2 years ago today I had just completed my first wooden spoon of the year. It was the start of a slightly bonkers challenge for 2015 where I decided to carve a spoon, using only hand tools, for each week of the year. I completed the challenge and ended up giving a handful away, keeping my favourites, and selling about 35 of them – donating half of the money towards the charities I supported whilst swimming the Thames. To see all the spoons take a look here.
So, if you bought one of the spoons, or gave it to someone as a present it is about time it needs an oil. What if I don’t have any special oil I hear you ask? Not a problem, just use regular sunflower oil. Apply it to some paper or a cloth and wipe onto the spoon. This will keep the wood nice and supple and stop it from drying out. Don’t use olive oil though, it will make it smelly.
And don’t oil if you bought:
Spoon 23 – The Paella Server (Just oil the unpatterned side) – Anna Hobbiss
Spoon 34 – The Egg and Spoon Race Spoon (Just oil the spoon bowl) – Antony Joury
Also, I would love to see some pictures of the spoons in use, or wherever they may live now Happy Spooning!

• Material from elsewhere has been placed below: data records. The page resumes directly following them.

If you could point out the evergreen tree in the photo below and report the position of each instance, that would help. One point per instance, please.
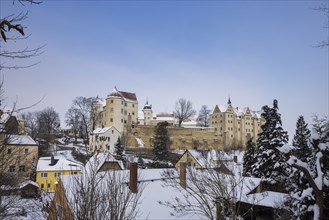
(140, 162)
(305, 196)
(269, 162)
(302, 150)
(160, 141)
(248, 157)
(118, 149)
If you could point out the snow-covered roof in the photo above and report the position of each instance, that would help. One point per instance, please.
(97, 161)
(198, 157)
(223, 108)
(100, 101)
(238, 111)
(20, 140)
(61, 164)
(127, 96)
(102, 130)
(218, 155)
(140, 115)
(27, 182)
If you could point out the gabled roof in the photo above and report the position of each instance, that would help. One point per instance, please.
(44, 164)
(98, 160)
(28, 182)
(103, 130)
(216, 110)
(128, 96)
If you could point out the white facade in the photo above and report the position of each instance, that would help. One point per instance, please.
(104, 139)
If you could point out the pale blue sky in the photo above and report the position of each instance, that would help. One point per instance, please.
(203, 51)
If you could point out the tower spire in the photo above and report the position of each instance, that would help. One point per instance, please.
(229, 100)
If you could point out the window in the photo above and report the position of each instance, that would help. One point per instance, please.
(59, 211)
(22, 168)
(12, 168)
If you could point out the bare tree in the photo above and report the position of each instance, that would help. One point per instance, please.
(13, 22)
(11, 156)
(31, 123)
(183, 110)
(83, 107)
(203, 117)
(73, 120)
(48, 120)
(207, 193)
(102, 195)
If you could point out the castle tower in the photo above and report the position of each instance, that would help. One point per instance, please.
(96, 111)
(148, 113)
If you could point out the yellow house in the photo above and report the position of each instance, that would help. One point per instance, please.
(50, 169)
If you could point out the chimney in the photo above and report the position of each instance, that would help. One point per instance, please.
(133, 177)
(182, 174)
(52, 160)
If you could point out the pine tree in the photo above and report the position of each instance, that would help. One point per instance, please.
(140, 162)
(270, 163)
(248, 158)
(308, 197)
(302, 150)
(161, 140)
(118, 149)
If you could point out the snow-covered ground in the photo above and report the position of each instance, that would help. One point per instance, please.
(23, 209)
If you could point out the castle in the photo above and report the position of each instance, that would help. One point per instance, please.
(229, 126)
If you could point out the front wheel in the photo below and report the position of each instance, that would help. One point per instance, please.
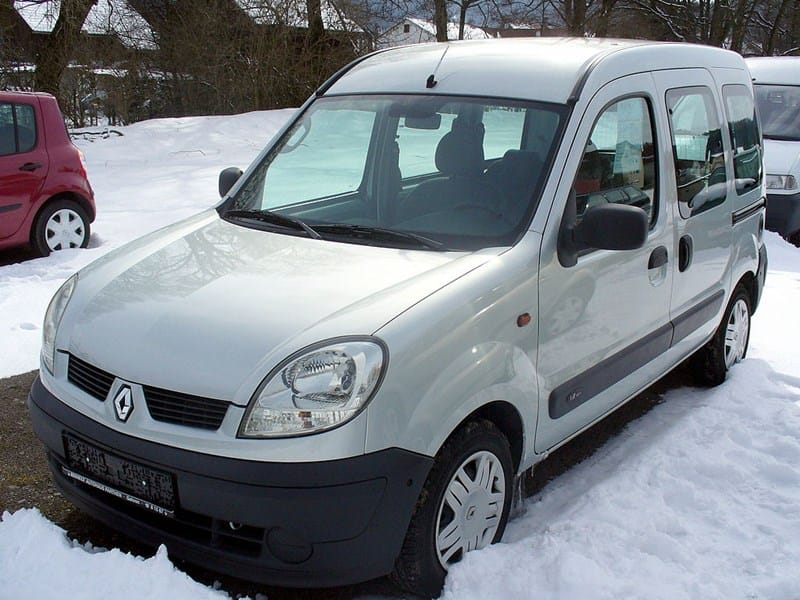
(729, 345)
(463, 506)
(62, 224)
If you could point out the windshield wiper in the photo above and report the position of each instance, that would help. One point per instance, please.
(366, 232)
(781, 138)
(267, 216)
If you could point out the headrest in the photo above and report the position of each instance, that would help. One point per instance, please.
(460, 151)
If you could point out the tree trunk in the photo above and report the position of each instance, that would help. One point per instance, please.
(769, 50)
(440, 20)
(316, 28)
(59, 46)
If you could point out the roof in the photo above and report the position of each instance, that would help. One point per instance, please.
(546, 69)
(107, 17)
(470, 31)
(293, 13)
(775, 69)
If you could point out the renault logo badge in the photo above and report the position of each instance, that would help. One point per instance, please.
(123, 402)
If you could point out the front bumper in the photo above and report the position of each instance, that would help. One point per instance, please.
(783, 213)
(300, 525)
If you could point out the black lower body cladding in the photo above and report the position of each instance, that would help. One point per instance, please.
(302, 524)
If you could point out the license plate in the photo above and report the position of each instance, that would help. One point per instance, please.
(149, 488)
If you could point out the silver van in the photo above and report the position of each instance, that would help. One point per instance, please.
(451, 261)
(776, 82)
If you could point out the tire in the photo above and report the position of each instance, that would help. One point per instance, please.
(710, 364)
(463, 506)
(60, 225)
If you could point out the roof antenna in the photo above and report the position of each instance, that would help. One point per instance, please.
(431, 81)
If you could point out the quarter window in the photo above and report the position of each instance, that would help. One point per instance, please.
(697, 149)
(17, 128)
(618, 164)
(745, 137)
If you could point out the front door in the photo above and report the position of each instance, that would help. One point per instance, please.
(607, 316)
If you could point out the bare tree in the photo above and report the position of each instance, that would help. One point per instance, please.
(56, 48)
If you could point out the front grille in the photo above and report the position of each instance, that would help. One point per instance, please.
(183, 409)
(164, 405)
(90, 379)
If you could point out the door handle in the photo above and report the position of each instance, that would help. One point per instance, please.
(658, 258)
(685, 251)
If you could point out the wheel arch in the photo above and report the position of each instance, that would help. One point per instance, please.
(84, 204)
(749, 283)
(79, 199)
(506, 418)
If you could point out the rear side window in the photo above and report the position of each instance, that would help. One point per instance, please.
(26, 127)
(740, 111)
(618, 164)
(17, 128)
(697, 149)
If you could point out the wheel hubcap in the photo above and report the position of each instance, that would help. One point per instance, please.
(471, 508)
(64, 229)
(736, 333)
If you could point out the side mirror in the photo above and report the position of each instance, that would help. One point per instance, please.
(605, 227)
(227, 178)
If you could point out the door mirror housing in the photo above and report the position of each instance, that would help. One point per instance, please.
(604, 227)
(227, 178)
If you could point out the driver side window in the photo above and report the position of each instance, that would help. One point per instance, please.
(618, 164)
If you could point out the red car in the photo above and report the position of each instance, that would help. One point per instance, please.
(45, 196)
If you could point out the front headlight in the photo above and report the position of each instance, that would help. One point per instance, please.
(315, 390)
(52, 318)
(781, 182)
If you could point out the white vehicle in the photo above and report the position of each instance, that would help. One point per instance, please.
(776, 81)
(454, 259)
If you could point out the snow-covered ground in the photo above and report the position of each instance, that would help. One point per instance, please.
(700, 498)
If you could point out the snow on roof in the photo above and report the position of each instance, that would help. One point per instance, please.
(118, 17)
(470, 31)
(40, 16)
(114, 17)
(293, 14)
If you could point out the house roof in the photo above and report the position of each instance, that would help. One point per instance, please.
(470, 31)
(293, 13)
(107, 17)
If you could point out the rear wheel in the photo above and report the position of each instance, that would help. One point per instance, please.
(61, 224)
(463, 506)
(712, 362)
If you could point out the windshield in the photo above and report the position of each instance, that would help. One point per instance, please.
(429, 172)
(779, 111)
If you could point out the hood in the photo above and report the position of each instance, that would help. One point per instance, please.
(211, 310)
(781, 157)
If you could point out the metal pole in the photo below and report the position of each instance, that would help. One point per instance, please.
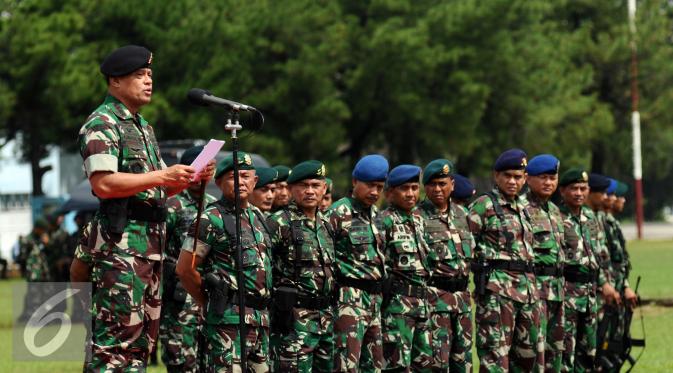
(240, 278)
(635, 122)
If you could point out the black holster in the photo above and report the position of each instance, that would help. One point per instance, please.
(217, 291)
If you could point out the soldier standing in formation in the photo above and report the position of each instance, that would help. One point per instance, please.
(450, 250)
(361, 269)
(548, 246)
(180, 325)
(303, 276)
(508, 313)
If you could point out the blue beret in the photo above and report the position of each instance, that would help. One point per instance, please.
(373, 167)
(189, 155)
(612, 188)
(598, 183)
(462, 187)
(403, 173)
(543, 164)
(512, 159)
(125, 60)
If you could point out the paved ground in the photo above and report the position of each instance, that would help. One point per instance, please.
(651, 231)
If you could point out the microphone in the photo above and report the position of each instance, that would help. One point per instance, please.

A few weeks ago I completed my New Year’s Resolution for 2015 – to make a spoon for each week of the year. This was by far the best new year’s resolution I had ever done. I can’t even remember any of the previous ones.
I had carved around 3-4 spoons before starting this project, so I knew the basics, but I was still a novice. I made all the spoons using hand tools only – an axe, a carving knife, a hook knife, some chisels, sand paper and oils. I did this because I wanted to improve my knife skills and wood working ability, it meant I could work on the project wherever I was and partly because I didn’t have access to any machinery or power tools.

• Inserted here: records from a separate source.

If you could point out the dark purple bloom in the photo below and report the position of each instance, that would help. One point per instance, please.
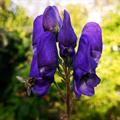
(51, 19)
(67, 37)
(45, 58)
(86, 60)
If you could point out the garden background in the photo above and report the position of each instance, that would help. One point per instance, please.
(16, 22)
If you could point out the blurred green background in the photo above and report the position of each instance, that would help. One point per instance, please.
(16, 55)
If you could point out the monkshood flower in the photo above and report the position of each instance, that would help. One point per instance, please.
(86, 60)
(67, 37)
(45, 58)
(51, 19)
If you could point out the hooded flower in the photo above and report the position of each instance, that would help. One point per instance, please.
(67, 37)
(86, 60)
(51, 19)
(44, 60)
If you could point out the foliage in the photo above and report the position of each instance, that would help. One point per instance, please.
(15, 58)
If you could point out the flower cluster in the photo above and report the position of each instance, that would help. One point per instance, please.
(48, 29)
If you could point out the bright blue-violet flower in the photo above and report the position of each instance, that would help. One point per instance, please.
(45, 57)
(51, 19)
(67, 37)
(86, 60)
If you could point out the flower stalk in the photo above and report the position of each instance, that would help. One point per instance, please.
(68, 95)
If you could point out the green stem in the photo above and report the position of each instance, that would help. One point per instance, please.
(68, 95)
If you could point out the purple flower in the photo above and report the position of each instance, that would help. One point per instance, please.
(86, 60)
(67, 37)
(51, 19)
(45, 58)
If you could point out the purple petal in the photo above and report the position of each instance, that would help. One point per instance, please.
(34, 71)
(47, 50)
(67, 37)
(93, 80)
(37, 30)
(94, 35)
(51, 19)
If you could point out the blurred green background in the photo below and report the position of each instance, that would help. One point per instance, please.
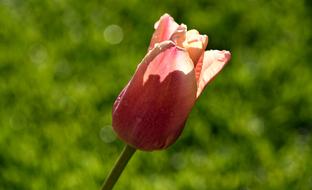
(63, 62)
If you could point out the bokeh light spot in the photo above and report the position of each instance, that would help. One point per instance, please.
(113, 34)
(107, 135)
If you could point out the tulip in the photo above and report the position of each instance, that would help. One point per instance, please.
(151, 111)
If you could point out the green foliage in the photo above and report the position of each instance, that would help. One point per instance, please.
(251, 128)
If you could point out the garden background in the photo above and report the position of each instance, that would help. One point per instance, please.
(63, 62)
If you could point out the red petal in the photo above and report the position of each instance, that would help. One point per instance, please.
(153, 108)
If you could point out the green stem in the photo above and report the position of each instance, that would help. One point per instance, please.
(119, 166)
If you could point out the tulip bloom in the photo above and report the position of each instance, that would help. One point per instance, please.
(151, 111)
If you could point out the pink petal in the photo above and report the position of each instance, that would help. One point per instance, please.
(151, 111)
(164, 28)
(209, 66)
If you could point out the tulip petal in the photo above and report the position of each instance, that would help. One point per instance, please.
(209, 66)
(153, 108)
(164, 28)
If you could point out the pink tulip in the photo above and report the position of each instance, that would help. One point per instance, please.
(151, 111)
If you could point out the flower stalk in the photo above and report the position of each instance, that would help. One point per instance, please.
(118, 168)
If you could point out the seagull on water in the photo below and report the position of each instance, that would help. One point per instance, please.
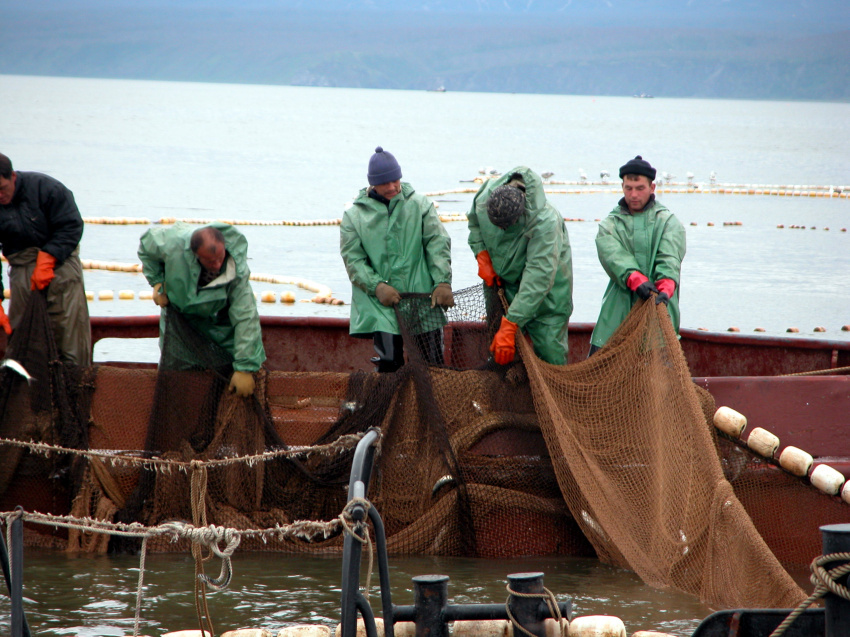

This is the second spoon I made from Blackthorn the other night. I had a rough sketch, but mainly went with the flow of the wood with this one. I’ve called it the whale spoon because it reminds me of a whale for some reason. You can really see the blacks, purples and reds in this particular section of the blackthorn. The white section of the spoon is from the outermost part of the trunk, and much softer to work than the coloured parts of the spoon.
This wood has only been drying for a month of two outside so hopefully it wont crack as it starts to dry out even more. Oh, and this time I tried oiling with lemon oil. My guitar-mad flat mate had a little bit left over which he gave to me, it smells incredible and brought out the grain amazingly well.
This spoon is made from Blackthorn, or Sloe as it is more commonly known. My original plan was to make a massive scoop, but this failed on every front, cracking the whole way through and becoming completely unworkable. This spoon was made from the ‘offcuts’ I had split to make the scoop.
I made this spoon and another in one evening whilst half-heartedly watching films with my flatmates (it is almost impossible to focus on anything else when whittling). It was late in the week and I promised my girlfriend I would make a spoon for her Dad’s birthday, which was the following day. I actually managed to make two spoons which is fast for me, and my hands felt completely beaten afterwards.
The wood is simply incredible and the grain is laden with streaks of black, purple and red. As I was using ‘young’ wood from the outer section of the trunk it was relatively soft. It carved and finished much like oak, and a nice sheen was possible. I oiled it with sun flower oil for a change which worked just as well as linseed oil as far as I could tell. I cant wait to carve some more in this stuff. Again being small doesn’t seem to help speed, and actually makes the whittling process quite tricky.